Jack Kerouac wrote his early books and plotted his early road trip for On the Road while living with his parents on the second floor of 133-01 Cross Bay Blvd in Ozone Park. He used to sit and write at GlenPatrick’s Pub, on the other side of the eight-lane Cross Bay Blvd.

Flushing Meadows Corona Park
11:00am

You can spend a whole weekend exploring Flushing Meadows Corona Park. In The Great Gatsby, Nick Carraway and Gatsby take a ride through the Valley of Ashes, where Tom Buchanan’s mistress owns an auto body shop. This industrial area is now Flushing Meadows Park and Citifield, which is still lined with auto body shops and junkyards. Inside Flushing Meadows Park is the Queens Museum, which holds a permanent exhibit of a warehouse-room-size, to-scale model of the five boroughs of New York City. It’s something every Queens kid visits on a field trip, and it’s just as breathtaking every time you see it. Also inside the park is the Hall of Science, with countless hands-on science exhibits, and The Great Hall, part of the World’s Fair in 1963, was a building designed, with its 100-foot undulating walls, to make you feel as if you are floating in space.

Louis Armstrong House
12:00pm

A few blocks away in Corona is The Louis Armstrong House, which offers daily tours of his meticulously maintained home allowing you to see where he slept, sat, and what he saw out his window.  A short walk from there is the Langston Hughes library, which maintains the city’s largest collection of Black Heritage reading and reference collection, including the Langston Hughes Art Collection. The library, and all branches of the Queens Library, are constantly supportive of local authors, and regularly hold readings, classes, and events at all of their locations.

Kew Gardens
1:00pm

Further into Queens, on the R line, is Kew Gardens. Kew Gardens is home to the newest Queens bookstore, Kew & Willow. It’s a beautiful space with dedicated, book loving owners who used to work at the Barnes and Noble down the road in Forest Hills before it closed. A number of their clientele are older people who love books and have lived in the area for a long time. When I went in to visit, there were kids reading in the children’s area and a number of people browsing the shelves. One elderly woman pointed to a high shelf and explained to a worker, “I walk in and a book calls to me. See that one up there? It’s saying ‘Me, Me, Me!’”

The bookstore is home to a few different reading series, including Alex Segura’s Noir at the Bar, and Friends of Maple Grove, which also holds a reading at the nearby Maple Grove Cemetery. Segura, a crime writer, said that Queens is home to a lot of mystery and genre writers, and the Queens literary scene holds less pretense than Brooklyn and Manhattan.

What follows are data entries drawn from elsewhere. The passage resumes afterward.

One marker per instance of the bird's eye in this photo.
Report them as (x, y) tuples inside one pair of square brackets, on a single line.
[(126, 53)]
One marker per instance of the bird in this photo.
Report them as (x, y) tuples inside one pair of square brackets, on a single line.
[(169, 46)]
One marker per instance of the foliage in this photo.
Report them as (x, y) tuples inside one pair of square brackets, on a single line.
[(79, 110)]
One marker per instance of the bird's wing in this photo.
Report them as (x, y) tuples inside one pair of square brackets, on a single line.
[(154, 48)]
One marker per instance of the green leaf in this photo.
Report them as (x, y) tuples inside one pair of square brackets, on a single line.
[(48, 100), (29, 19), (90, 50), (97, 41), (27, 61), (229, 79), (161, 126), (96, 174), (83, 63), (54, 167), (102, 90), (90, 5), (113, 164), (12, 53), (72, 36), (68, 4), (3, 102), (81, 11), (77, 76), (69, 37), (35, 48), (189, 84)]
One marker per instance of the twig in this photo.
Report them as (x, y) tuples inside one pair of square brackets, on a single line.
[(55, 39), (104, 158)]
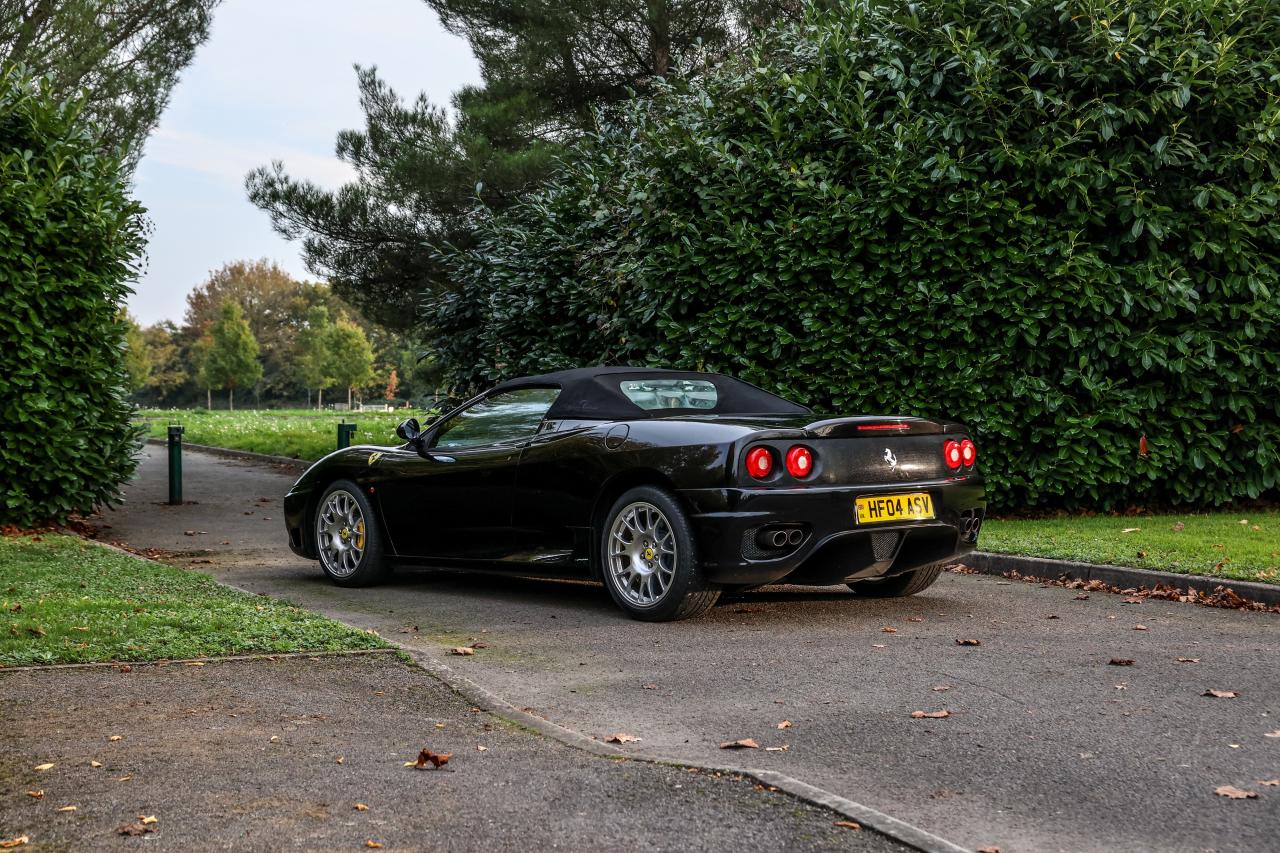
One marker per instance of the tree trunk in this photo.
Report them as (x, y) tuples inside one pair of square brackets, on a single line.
[(659, 36)]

The lush and vast Forest Park borders Kew Gardens, and, like most of the natural areas of New York City, bears the marks of the Wisconsin Glacier in its fields of hills and sunken lakes, home to many species of birds. The park contains large groves of oak and pine, hiking trails, abandoned train tracks, and a hundred-year-old carousel made of hand carved wooden figurines.

Further out in Queens near the Long Island border is the gigantic Creedmoor Psychiatric Facility, likely an inspiration for Victor LaValle. You could also explore the streets of Flushing, where Ha Jin novels take place, or Jamaica, where Julia Alvarez lived. There isn’t time, though, not this weekend. And all the good literary monuments are in Brooklyn, anyway.